Departmental Research Projects
Evaluating the County Durham Worklessness and Health Support Programme, County Durham Primary Care Trust, £550,000
A research project of the Department of Geography.
In line with NICE guidance, an NHS commissioned case management intervention was provided for individuals receiving Incapacity Benefit payments for three years or more in the North East of England. The intervention aimed to improve the health of participants.
The project is funded by the following grant.
- Evaluating The County Durham Worklessness (£524560.31 from County Durham & Darlington PCT)
To provide a prospective pilot evaluation of the effectiveness and cost-utility of a ‘health first’ case management service for long-term Incapacity Benefit recipients.
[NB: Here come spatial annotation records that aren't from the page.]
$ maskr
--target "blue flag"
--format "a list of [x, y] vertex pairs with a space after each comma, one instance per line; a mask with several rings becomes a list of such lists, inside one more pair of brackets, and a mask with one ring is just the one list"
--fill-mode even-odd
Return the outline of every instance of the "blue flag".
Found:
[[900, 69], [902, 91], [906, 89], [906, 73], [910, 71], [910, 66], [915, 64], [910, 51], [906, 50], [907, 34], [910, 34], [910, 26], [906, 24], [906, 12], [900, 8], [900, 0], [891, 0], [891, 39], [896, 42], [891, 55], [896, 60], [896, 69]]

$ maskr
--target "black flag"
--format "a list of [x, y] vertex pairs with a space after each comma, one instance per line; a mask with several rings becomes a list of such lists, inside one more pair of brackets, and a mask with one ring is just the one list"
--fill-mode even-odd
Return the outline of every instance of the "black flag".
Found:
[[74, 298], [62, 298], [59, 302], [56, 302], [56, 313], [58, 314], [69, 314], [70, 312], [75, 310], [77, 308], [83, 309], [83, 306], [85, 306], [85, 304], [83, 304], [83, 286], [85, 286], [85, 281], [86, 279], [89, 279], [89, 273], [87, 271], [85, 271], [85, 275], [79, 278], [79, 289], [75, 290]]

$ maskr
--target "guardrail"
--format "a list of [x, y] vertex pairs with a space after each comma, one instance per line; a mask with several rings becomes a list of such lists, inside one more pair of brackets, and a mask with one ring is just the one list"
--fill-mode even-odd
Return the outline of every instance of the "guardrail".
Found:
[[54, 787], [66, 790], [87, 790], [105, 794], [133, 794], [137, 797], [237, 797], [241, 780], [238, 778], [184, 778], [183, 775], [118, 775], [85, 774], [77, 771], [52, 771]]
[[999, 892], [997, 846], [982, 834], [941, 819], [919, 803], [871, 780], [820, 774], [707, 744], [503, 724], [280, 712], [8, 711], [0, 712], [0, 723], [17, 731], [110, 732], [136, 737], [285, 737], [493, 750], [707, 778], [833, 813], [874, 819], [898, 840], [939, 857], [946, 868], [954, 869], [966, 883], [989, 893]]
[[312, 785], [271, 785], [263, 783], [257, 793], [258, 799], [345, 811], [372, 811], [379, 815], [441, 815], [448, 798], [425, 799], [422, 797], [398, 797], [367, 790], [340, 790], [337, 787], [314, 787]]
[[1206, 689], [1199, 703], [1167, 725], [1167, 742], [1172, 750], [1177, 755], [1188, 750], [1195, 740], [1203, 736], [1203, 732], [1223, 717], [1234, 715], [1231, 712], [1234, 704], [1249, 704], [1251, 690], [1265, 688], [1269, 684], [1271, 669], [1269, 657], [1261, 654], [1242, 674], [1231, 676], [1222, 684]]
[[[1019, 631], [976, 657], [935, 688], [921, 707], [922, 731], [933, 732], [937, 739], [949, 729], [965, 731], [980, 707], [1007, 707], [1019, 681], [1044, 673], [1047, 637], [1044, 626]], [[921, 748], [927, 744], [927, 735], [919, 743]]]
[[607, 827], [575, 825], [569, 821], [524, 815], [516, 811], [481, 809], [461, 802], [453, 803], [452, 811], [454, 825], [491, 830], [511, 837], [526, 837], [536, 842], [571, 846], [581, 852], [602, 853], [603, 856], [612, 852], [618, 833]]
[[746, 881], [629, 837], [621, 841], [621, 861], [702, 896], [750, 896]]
131 participants receiving the intervention were compared over nine months with a (non-equivalent) comparison group of 229 receiving Incapacity Benefit payments and usual care. Health was measured using EQ-5D, EQ-VAS, SF-8 HADS and the Nordic Musculoskeletal questionnaire. Socio-demographic and health behaviour data were also collected. Fixed effects linear models with correlated errors were used to compare health changes between groups over time. A preliminary cost-utility analysis was also conducted.
Comparison group measures of health were stable over time. Starting from comparatively poor initial levels, case management group generic (EQ5D, EQ-VAS) and mental health (HADS-A, HADS-D and SF8-MCS) measures improved within six months to similar levels found in the comparison group. Musculoskeletal (Nordic 2) and health behaviours did not improve. Tentative estimates of cost-utility suggest the intervention cost in the region of £16,700 to £23,500 per QALY.
Case management interventions may improve the health of incapacity benefit recipients. Further research is required to help confirm these pilot findings.
Journal papers: academic
- Warren, J., Bambra, C., Kasim, A., Garthwaite, K., Mason, J. & Booth, M. (2013). Prospective pilot evaluation of the effectiveness and cost-utility of a "health first" case management service for long-term Incapacity Benefit recipients. Journal of Public Health 1-9.